Add new file doc/F2FS.txt, containing notes on the way SQLite uses the F2FS atomic commit feature.

FossilOrigin-Name: 59efb1bfaba12742379aae45c8c796ca539f089af9e553a3a55d6899a9c583c8
2025-07-30 19:03:16 +03:00 · 2018-07-16 20:44:00 +00:00
parent 140a59874b
commit e79522633a
3 changed files with 94 additions and 9 deletions
--- a/doc/F2FS.txt
+++ b/doc/F2FS.txt
@ -0,0 +1,87 @@
+
+SQLite's OS layer contains the following definitions used in F2FS related
+calls:
+
+#define F2FS_IOCTL_MAGIC        0xf5
+#define F2FS_IOC_START_ATOMIC_WRITE     _IO(F2FS_IOCTL_MAGIC, 1)
+#define F2FS_IOC_COMMIT_ATOMIC_WRITE    _IO(F2FS_IOCTL_MAGIC, 2)
+#define F2FS_IOC_START_VOLATILE_WRITE   _IO(F2FS_IOCTL_MAGIC, 3)
+#define F2FS_IOC_ABORT_VOLATILE_WRITE   _IO(F2FS_IOCTL_MAGIC, 5)
+#define F2FS_IOC_GET_FEATURES           _IOR(F2FS_IOCTL_MAGIC, 12, u32)
+#define F2FS_FEATURE_ATOMIC_WRITE       0x0004
+
+After opening a database file on Linux (including Android), SQLite determines
+whether or not a file supports F2FS atomic commits as follows:
+
+  u32 flags = 0;
+  rc = ioctl(fd, F2FS_IOC_GET_FEATURES, &flags);
+  if( rc==0 && (flags & F2FS_FEATURE_ATOMIC_WRITE) ){
+    /* File supports F2FS atomic commits */
+  }else{
+    /* File does NOT support F2FS atomic commits */
+  }
+
+where "fd" is the file-descriptor open on the database file.
+
+Usually, when writing to a database file that supports atomic commits, SQLite
+accumulates the entire transaction in heap memory, deferring all writes to the
+db file until the transaction is committed.
+
+When it is time to commit a transaction on a file that supports atomic
+commits, SQLite does:
+
+  /* Take an F_WRLCK lock on the database file.

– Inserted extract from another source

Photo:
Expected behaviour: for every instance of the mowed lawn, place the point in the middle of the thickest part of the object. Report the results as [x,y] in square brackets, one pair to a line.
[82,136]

This prevents any other
+  ** SQLite clients from reading or writing the file until the lock
+  ** is released.  */
+  rc = fcntl(fd, F_SETLK, ...);
+  if( rc!=0 ) goto failed;
+
+  rc = ioctl(fd, F2FS_IOC_START_ATOMIC_WRITE);
+  if( rc!=0 ) goto fallback_to_legacy_journal_commit;
+
+  foreach (dirty page){
+    rc = write(fd, ...dirty page...);
+    if( rc!=0 ){
+      ioctl(fd, F2FS_IOC_ABORT_VOLATILE_WRITE);
+      goto fallback_to_legacy_journal_commit;
+    }
+  }
+
+  rc = ioctl(fd, F2FS_IOC_COMMIT_ATOMIC_WRITE);
+  if( rc!=0 ){
+    ioctl(fd, F2FS_IOC_ABORT_VOLATILE_WRITE);
+    goto fallback_to_legacy_journal_commit;
+  }
+
+  /* If we get there, the transaction has been successfully 
+  ** committed to persistent storage. The following call
+  ** relinquishes the F_WRLCK lock.  */
+  fcntl(fd, F_SETLK, ...);
+
+Assumptions:
+
+1. After either of the F2FS_IOC_ABORT_VOLATILE_WRITE calls return,
+   the database file is in the state that it was in before
+   F2FS_IOC_START_ATOMIC_WRITE was invoked. Even if the ioctl()
+   fails - we're ignoring the return code.
+
+   This is true regardless of the type of error that occurred in
+   ioctl() or write().
+
+2. If the system fails before the F2FS_IOC_COMMIT_ATOMIC_WRITE is
+   completed, then following a reboot the database file is in the
+   state that it was in before F2FS_IOC_START_ATOMIC_WRITE was invoked.
+   Or, if the write was commited right before the system failed, in a 
+   state indicating that all write() calls were successfully committed
+   to persistent storage before the failure occurred.
+
+3. If the process crashes before the F2FS_IOC_COMMIT_ATOMIC_WRITE is
+   completed then the file is automatically restored to the state that
+   it was in before F2FS_IOC_START_ATOMIC_WRITE was called. This occurs
+   before the posix advisory lock is automatically dropped - there is
+   no chance that another client will be able to read the file in a
+   half-committed state before the rollback operation occurs.
+
+
+
+